Donald Trump a affirmé que le détroit d’Ormuz rouvrirait « assez bientôt », avec ou sans l’aide de l’Iran, alors que le blocage de fait imposé par Téhéran continue de perturber les marchés mondiaux de l’énergie. Le président américain a tenu ces propos vendredi devant des journalistes, à la veille de négociations de paix entre responsables américains et iraniens au Pakistan.
Selon lui, Washington est prêt à « rouvrir le Golfe » et d’autres pays se disent disposés à « donner un coup de main ». Le chef de la Maison-Blanche a toutefois reconnu que la situation ne serait pas simple. « Ce ne sera pas facile », a-t-il déclaré, avant d’ajouter : « Je dirais ceci : nous aurons ça ouvert assez bientôt. »
Donald Trump n’a pas détaillé les moyens envisagés pour lever l’obstruction dans cet important passage maritime. Il a en revanche rejeté l’idée d’un système de péage imposé par l’Iran dans le détroit, estimant que les autorités iraniennes ne pourraient pas imposer un tel dispositif aux navires de passage.

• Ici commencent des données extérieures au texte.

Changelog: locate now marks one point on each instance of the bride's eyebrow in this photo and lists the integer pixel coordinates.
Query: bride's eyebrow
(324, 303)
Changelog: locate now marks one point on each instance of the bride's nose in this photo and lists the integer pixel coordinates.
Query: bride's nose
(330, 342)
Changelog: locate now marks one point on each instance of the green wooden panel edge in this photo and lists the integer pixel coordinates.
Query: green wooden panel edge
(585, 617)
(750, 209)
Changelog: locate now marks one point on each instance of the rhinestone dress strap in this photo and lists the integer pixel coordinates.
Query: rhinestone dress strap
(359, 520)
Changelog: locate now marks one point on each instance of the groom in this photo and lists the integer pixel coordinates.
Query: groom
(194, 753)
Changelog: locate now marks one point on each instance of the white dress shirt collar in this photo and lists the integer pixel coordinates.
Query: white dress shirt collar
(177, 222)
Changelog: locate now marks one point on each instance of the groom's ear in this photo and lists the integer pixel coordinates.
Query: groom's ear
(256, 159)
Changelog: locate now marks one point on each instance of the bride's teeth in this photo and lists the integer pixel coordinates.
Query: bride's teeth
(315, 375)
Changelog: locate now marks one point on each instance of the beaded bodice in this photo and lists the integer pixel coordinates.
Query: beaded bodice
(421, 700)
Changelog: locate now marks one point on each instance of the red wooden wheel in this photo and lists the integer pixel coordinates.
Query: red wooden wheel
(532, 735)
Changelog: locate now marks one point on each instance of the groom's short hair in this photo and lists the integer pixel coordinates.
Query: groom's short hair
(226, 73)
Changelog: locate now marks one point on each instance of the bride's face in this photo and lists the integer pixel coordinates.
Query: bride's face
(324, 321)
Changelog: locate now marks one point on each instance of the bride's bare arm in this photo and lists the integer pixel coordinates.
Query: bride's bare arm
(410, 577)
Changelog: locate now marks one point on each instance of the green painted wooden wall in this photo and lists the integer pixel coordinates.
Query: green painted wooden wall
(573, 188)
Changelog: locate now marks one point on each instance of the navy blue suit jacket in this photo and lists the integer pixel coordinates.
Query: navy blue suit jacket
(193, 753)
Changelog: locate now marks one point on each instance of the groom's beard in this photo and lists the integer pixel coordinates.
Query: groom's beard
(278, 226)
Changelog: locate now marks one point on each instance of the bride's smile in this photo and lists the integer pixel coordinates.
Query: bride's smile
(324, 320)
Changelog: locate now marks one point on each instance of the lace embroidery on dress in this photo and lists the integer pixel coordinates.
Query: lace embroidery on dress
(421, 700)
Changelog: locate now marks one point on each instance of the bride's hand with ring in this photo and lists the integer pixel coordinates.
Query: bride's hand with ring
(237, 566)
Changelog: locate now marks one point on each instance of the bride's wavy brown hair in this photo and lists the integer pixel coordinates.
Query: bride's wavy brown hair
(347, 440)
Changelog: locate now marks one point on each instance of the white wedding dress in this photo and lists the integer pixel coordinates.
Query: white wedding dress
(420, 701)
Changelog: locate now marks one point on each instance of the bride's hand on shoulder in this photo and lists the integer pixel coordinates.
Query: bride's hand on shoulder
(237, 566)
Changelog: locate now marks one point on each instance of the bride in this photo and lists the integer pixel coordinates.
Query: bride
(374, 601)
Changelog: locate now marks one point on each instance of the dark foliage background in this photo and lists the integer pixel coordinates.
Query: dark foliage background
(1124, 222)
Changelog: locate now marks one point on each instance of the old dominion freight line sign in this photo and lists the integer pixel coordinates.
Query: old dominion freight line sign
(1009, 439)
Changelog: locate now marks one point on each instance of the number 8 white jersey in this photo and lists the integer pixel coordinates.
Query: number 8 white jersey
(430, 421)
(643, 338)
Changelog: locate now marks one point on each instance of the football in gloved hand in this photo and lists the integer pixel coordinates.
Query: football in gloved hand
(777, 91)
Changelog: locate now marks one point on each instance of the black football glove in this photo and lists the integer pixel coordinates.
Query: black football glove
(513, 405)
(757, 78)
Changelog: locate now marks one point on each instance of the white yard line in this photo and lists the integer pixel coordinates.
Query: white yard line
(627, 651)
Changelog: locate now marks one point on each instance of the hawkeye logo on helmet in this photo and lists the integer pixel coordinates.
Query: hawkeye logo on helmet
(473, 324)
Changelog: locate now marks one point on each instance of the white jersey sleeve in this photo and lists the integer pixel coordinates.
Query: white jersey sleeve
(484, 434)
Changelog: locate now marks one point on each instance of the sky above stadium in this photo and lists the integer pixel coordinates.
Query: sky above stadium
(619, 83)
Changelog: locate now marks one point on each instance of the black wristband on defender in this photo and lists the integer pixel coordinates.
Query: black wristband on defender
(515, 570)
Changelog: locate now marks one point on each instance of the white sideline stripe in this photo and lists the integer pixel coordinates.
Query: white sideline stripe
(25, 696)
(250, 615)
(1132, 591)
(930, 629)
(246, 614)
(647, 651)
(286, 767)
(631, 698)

Téhéran a indiqué vouloir facturer des frais aux navires pour garantir leur transit en sécurité, y compris dans l’éventualité d’un accord avec Washington visant à mettre fin à la guerre. Interrogé sur ce point avant d’embarquer à bord d’Air Force One, à la base aérienne d’Andrews dans le Maryland, Trump a été catégorique : « Si c’est ce qu’ils font, nous n’allons pas laisser faire. »
Le président américain a également insisté sur le fait que la priorité de tout accord devait être d’empêcher l’Iran de se doter de l’arme nucléaire. Selon lui, si cet objectif était atteint, la réouverture du détroit se ferait « automatiquement ». « Pas d’armes nucléaires, c’est 99 % du dossier », a-t-il affirmé.
« Le détroit va rouvrir », a-t-il ajouté, tout en laissant entendre que l’Iran finirait par ne plus avoir de levier financier si le trafic maritime reprenait normalement.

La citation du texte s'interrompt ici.